Dynamic Size DataLoader

deeplearning
timeseries
Author

Dien-Hoa Truong

Published

February 4, 2023

Preparing the Dynamic size DataLoader for sequences with wide distributed length

When you work with sequence data (sensors, music, …), you might encounter a case when the sequence length distribution is very large. For example, a song can last 30s to many minutes. Resampling to fixed size can lose details information. In this blog post, I will talk about how to create a dynamic size DataLoader.

DataLoader
from fastai.vision.all import *
from torch.utils.data import Dataset, DataLoader
import numpy as np
import matplotlib.pyplot as plt
/home/hoa/miniconda3/envs/blog/lib/python3.8/site-packages/torchvision/io/image.py:13: UserWarning: Failed to load image Python extension: libc10_cuda.so: cannot open shared object file: No such file or directory
  warn(f"Failed to load image Python extension: {e}")

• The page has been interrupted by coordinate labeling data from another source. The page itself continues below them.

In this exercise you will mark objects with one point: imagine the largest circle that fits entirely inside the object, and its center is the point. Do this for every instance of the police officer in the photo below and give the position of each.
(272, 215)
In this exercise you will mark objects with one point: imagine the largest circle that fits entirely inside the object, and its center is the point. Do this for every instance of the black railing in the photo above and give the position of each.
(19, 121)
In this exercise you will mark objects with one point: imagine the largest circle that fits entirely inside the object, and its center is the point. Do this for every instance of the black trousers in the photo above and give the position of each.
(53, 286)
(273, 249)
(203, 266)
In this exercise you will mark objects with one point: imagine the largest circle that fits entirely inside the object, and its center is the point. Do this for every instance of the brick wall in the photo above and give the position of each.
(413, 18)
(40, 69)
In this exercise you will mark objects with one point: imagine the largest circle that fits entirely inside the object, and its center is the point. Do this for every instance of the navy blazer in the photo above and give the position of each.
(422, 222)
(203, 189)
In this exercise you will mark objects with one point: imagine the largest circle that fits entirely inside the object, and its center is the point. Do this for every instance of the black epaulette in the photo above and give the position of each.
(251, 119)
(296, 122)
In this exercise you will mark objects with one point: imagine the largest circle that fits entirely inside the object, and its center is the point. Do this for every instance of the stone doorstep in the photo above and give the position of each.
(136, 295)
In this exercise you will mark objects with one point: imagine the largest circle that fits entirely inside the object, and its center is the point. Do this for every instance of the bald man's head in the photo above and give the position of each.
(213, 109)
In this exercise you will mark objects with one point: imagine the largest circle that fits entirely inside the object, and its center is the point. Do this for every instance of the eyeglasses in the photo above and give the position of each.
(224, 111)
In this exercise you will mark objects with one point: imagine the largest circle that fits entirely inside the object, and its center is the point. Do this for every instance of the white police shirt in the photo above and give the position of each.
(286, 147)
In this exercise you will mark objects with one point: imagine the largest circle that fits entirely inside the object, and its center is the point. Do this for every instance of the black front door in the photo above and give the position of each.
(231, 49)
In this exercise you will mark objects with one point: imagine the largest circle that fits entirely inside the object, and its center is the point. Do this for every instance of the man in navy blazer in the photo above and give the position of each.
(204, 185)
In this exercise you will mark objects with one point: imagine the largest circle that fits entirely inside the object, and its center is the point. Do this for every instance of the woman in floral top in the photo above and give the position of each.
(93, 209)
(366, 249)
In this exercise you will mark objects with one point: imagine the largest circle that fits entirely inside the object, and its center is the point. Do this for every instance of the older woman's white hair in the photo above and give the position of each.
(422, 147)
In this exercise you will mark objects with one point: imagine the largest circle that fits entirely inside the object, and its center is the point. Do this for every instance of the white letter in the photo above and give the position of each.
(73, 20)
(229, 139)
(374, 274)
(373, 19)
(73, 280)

Model works with Dynamic Size data

Below is some examples of layer/model which can deal with the dynamic size data.

  • AdaptiveAvgPool layer which is used widely in the CNN model
  • RNN model

AdaptiveAvgPool

AdaptiveAvgPool2D The output size is fixed no matter the input

AdaptiveAvgPool2d

You can see below, no matter the input size ( [5,5], [6,4], [4,3] ), the output size is [2,2]

x1 = torch.randn(8,16,5,5)
x2 = torch.randn(8,16,6,4)
x2 = torch.randn(8,16,4,3)
nn.AdaptiveAvgPool2d(2)(x1).shape, nn.AdaptiveAvgPool2d(2)(x2).shape
(torch.Size([8, 16, 2, 2]), torch.Size([8, 16, 2, 2]))

RNN

In a sequence classification problem, we can use a RNN model, extracting the last timestep features and finally passing by a linear layer. So this kind of architecture doesn’t depend on the input either.

rnn

The inputs below are 3 features and 512-244 steps, after the RNN model, both outputs are [16,100]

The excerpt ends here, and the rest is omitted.